O., for his part, denies everything, claiming that a man named Dorbeck was behind it all. This Dorbeck has never been found, despite repeated efforts to trace him. According to O., Dorbeck is a Dutch officer working for the British, and by coincidence they resemble each other like two peas. No lack of coincidences in this affair! A third mysterious figure has since surfaced: one Egbert Jagtman, likewise a Dutch officer and likewise bearing a striking resemblance to the apparently chameleonic O. Because a photograph published in the press (of O.? of Dorbeck?) was recognised by none other than Jagtman’s dentist! Prior to that, O. had already claimed to have sent secret documents to the said Jagtman’s address, which he alleged had been passed to him by Dorbeck.
Whatever the case, it is now generally accepted that Jagtman himself is no longer alive and that a body found in a German mass grave is indeed Jagtman’s. Is it fair to infer from this that the third pea in the pod, so to speak, has been eliminated? Possibly.
There is more.
According to O., Dorbeck asked him to develop some photographs, which he, after having heard nothing from Dorbeck for four years, posted to him. Only four days after doing this, O. was contacted by a young lady by the name of Elly Berkelbach Sprenkel, who called herself Sprenkelbach Meijer. She identified herself with one of the pictures O. had put in the post, claiming that it had been given to her in England. But the photo had still been in O.’s possession three days earlier. She also claimed to have been put ashore the previous night at Scheveningen, where she had gone to stay with an aunt. But by June 1944 Scheveningen had already been evacuated by the Germans, and th
e beach was heavily guarded in anticipation of the Allied invasion. Moreover, at that time communications between England and occupied Dutch territory were hardly good enough for a photo to be able to travel there and back in two days. A mystery … Elly Berkelbach Sprenkel was in effect a British agent, but how she had obtained the picture O. could not explain. Did the man called Dorbeck exist after all? Was it he who played it into Elly Berkelbach Sprenkel’s hands (in Holland, presumably), instructing her to tell O. that it came from England? Theories abound, but what is the truth? Not long after this, Elly B. S. was caught by the Gestapo, and later shot. To make matters worse, it transpired after the war that the Germans possessed multiple copies of the relevant photographs …
Whatever the case, the possibility of Dorbeck’s existence should not, in our opinion, be ruled out.
But then where is he?
The answer to that question appears not to be forthcoming from the authorities. We, for our part, believe it is incumbent upon us to take the matter in hand.
Women
Numerous women are implicated in the present affair. One is O.’s girlfriend, named Mirjam Zettenbaum, who went into hiding during the war as Marianne Sondaar. She is now residing in Palestine and efforts to contact her appear to have been unsuccessful. Why is this? Why has she not come forward to clear her former lover’s name?
The judiciary have shown remarkably little concern about this situation, possibly with good cause, as we shall see.
Mirjam Zettenbaum owes her life to the treachery of O.
She was apprehended by the Germans in Leiden along with O. Being Jewish, she was promptly imprisoned in the Westerbork concentration camp, and her fate in a German Vernichtungslager would have been sealed had O. not saved her.
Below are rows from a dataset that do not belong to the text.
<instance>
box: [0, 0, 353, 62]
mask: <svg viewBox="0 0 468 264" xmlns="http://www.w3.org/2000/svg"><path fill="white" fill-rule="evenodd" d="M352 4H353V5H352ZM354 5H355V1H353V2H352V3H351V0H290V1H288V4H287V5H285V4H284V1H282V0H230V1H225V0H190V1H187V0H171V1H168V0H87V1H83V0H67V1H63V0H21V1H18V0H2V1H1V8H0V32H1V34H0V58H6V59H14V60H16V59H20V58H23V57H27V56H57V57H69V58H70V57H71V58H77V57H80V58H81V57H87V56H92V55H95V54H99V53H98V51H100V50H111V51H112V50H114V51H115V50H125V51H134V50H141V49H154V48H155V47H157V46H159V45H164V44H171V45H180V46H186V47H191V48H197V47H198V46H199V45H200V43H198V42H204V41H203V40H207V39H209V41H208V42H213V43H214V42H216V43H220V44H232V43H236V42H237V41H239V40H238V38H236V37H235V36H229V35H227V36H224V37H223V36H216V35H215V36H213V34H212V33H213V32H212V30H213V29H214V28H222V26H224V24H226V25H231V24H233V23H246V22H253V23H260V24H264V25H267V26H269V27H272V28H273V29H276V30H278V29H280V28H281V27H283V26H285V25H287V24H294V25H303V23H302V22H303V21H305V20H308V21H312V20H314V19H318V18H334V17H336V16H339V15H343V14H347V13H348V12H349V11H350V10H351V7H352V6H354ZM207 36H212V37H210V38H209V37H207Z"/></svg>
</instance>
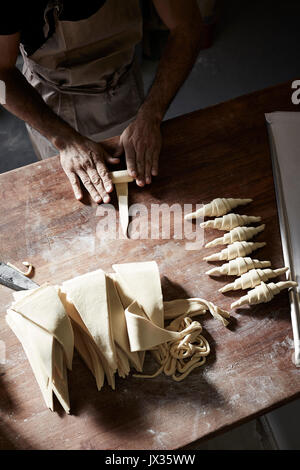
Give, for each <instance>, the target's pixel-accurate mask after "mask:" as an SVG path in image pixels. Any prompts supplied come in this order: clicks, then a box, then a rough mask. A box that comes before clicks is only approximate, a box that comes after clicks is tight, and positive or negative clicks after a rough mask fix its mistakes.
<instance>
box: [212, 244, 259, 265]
mask: <svg viewBox="0 0 300 470" xmlns="http://www.w3.org/2000/svg"><path fill="white" fill-rule="evenodd" d="M265 245H266V242H261V243H259V242H244V241H243V242H234V243H232V244H231V245H228V246H227V247H226V248H224V250H222V251H220V252H219V253H213V254H212V255H210V256H205V257H204V258H203V259H204V260H205V261H222V260H223V259H224V260H226V259H227V260H231V259H234V258H237V257H238V256H246V255H249V254H250V253H252V252H253V251H255V250H258V248H262V247H263V246H265Z"/></svg>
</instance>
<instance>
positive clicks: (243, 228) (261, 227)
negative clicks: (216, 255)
mask: <svg viewBox="0 0 300 470" xmlns="http://www.w3.org/2000/svg"><path fill="white" fill-rule="evenodd" d="M264 229H265V224H262V225H259V226H258V227H236V228H234V229H232V230H231V231H230V232H228V233H225V235H224V236H223V237H219V238H215V239H214V240H212V241H211V242H209V243H207V244H206V245H205V248H210V247H212V246H217V245H229V244H230V243H234V242H237V241H247V240H250V239H251V238H253V237H254V236H255V235H257V234H258V233H260V232H262V231H263V230H264Z"/></svg>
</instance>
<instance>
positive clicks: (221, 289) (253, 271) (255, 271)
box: [219, 268, 289, 292]
mask: <svg viewBox="0 0 300 470" xmlns="http://www.w3.org/2000/svg"><path fill="white" fill-rule="evenodd" d="M288 269H289V268H279V269H251V270H250V271H248V272H247V273H245V274H242V276H241V277H238V278H237V279H236V280H235V281H234V282H231V283H230V284H226V286H224V287H222V288H221V289H219V292H228V291H230V290H238V289H249V288H253V287H255V286H258V285H259V284H260V283H261V282H262V281H263V282H265V281H267V280H268V279H273V278H274V277H277V276H280V275H281V274H283V273H285V272H286V271H287V270H288Z"/></svg>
O. saved her life – this is, by all accounts, not in dispute. For the Germans had come to the conclusion, on the basis either of O.’s statements or their own findings, that the arrest of O. had not dug out the root of the plot. They believed (or knew???) that although O. was behind bars there was still someone at large who matched O.’s description! So they said to O.: tell us who this person is, and we will ensure that your girlfriend Marianne comes to no harm. Thus they persuaded O. to betray Dorbeck.